Monday, December 5, 2011

Finding Home, Continued


The thing is, when I put Scout up for sale, I was already drunk on another horse, a cranky youngster who the jousters couldn't bring around, wouldn't bring around. It was Dar, a six-year-old Percheron Morab cross, of all things. He was slow, lumpen; he seemed so much less complicated than Scout, though just as remote as she had been in the joust herd. I took him with me on trial, confident that I'd re-home Scout and have a horse more suited to my own re-education.


Circumstances derailed that, and, while Scout tolled her days of stall confinement, it really began to weigh on me that I now owned two horses, one I'd sort of already given up and the other one I'd yet to fully embrace. I wrote about it in a heart-heavy funk that winter of 2009/2010 and spent countless moments feeling pretty sure I'd been a fool through most of my return to the world of horses. It was a dilemma I spoke often of with friends, including Special K.

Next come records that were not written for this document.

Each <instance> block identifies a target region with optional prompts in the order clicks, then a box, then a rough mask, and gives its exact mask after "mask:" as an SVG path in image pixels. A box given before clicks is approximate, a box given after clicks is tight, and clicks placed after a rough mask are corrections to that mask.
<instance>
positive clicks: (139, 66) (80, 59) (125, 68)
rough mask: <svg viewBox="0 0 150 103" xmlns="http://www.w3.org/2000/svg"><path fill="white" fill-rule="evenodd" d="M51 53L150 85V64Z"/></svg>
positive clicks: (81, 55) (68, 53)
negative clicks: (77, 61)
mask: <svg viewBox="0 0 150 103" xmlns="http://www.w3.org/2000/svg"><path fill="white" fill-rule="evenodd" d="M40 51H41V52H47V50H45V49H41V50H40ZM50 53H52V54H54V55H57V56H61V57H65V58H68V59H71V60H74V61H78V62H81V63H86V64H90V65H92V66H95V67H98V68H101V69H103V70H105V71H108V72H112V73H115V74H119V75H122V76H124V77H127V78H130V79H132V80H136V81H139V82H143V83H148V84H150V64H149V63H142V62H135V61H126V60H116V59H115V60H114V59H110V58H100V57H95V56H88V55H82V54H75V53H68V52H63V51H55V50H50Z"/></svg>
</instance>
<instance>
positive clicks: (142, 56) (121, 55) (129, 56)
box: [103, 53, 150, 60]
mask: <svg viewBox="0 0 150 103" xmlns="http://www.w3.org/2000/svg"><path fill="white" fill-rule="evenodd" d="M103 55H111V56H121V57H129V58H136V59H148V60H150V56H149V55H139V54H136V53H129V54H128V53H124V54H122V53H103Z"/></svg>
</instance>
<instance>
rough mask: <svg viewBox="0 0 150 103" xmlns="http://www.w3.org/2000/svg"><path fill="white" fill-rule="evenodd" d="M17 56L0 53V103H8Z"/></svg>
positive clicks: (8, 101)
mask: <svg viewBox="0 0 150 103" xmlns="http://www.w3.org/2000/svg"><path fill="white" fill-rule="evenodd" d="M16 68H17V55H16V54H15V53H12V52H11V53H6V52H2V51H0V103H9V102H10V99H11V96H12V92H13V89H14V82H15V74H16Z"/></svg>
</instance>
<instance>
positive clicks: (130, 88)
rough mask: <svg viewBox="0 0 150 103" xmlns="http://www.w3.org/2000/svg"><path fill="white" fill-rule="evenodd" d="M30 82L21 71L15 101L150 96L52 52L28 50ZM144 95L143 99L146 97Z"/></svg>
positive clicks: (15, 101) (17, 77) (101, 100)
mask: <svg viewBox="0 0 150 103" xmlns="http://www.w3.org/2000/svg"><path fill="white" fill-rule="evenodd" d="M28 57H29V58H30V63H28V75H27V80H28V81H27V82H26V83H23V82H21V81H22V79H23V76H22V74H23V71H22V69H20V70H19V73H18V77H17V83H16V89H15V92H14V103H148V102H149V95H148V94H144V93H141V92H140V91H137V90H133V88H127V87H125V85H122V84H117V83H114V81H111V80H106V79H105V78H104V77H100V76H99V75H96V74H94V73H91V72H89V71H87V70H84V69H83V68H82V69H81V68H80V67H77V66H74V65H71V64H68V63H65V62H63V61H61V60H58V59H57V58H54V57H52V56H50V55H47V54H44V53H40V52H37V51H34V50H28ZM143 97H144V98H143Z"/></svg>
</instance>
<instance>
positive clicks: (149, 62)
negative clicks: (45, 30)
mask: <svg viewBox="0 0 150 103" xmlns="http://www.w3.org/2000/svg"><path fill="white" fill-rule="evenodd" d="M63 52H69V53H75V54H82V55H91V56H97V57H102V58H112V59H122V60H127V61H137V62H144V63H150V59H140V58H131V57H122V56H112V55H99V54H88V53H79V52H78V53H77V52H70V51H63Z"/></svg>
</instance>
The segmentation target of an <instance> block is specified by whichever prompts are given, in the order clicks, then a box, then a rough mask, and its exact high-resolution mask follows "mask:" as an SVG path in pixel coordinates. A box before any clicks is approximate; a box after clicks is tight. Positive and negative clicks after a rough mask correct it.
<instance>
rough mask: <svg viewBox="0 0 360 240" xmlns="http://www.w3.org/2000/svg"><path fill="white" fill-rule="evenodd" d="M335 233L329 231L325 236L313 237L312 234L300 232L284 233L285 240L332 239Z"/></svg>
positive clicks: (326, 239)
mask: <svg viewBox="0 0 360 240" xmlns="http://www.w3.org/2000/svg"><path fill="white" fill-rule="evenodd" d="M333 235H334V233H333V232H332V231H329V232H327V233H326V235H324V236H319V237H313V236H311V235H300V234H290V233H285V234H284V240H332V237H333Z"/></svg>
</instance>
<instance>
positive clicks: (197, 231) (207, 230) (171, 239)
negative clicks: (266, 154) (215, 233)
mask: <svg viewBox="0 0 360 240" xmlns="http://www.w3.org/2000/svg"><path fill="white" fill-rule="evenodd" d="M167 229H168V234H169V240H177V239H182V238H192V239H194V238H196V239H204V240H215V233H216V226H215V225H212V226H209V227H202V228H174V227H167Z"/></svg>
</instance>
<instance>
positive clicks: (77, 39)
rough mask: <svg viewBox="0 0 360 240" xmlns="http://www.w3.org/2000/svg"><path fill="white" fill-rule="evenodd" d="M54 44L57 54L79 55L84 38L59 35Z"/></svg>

That mysterious thing of having a great friend who's right there, nearby, but never quite in the spotlight. That's what we were to each other before we ever knew it. Unlike me, she never really left horses, but like me, she had fears. Where I loved riding in an indoor arena, she was phobic about it. Instead, she was in full, thrilling bloom out on the trails, where I was anxious and clamped down. I remember one day, when Scout was throwing a screamy alpha tantrum about being separated from her herd, Special K exclaiming to me, "You ride her?"


Sometimes, and Kind of, is what I said to her. By the time we began to grow close as friends, I was already in my own conversation about letting Scout go. I was embarrassed about it, too, because I saw Special K as fearless when I rode out with her. Her way of laughing off her little Arab's rare spooks and startles left me awestruck. She would never part with a horse because of something like nerves, is how I imagined it. No need for embarrassment, though. Special K never minded dealing with me announcing my fears whenever they erupted in me. She'd just calmly lead us onward or homeward.


Of course, she's the kind of person who will ride any horse. Any horse. She's just that curious about them, that passionate about riding. It had to be inevitable that eventually she'd want to try Scout, have to try her, just to see what she was like. One warm, springtime day in 2010, we brought up the subject with each other in a spontaneous burble of coincidental thought. Dar was in training while Scout lay fallow, recovered and happy to be left grazing the days away. A voice somewhere deep in me whispered hope.

3 comments:

Cheryl Ann said...

I have a horse, a mustang, named Scout. She's also an alpha and constantly tests me, a relatively new horse owner. she may turn out to be too much for me, but she's in training now. Her herd-mate, Cali, is more my style...calm, collected. In the meantime, my Scout constantly tests my leadership abilities...

Muddy K said...

maybe it's in the name, huh, Cheryl Ann? I named Scout after the girl in To Kill A Mockingbird, whose smart curiosity got her in trouble from time to time. Thanks very much for telling me about your Scout.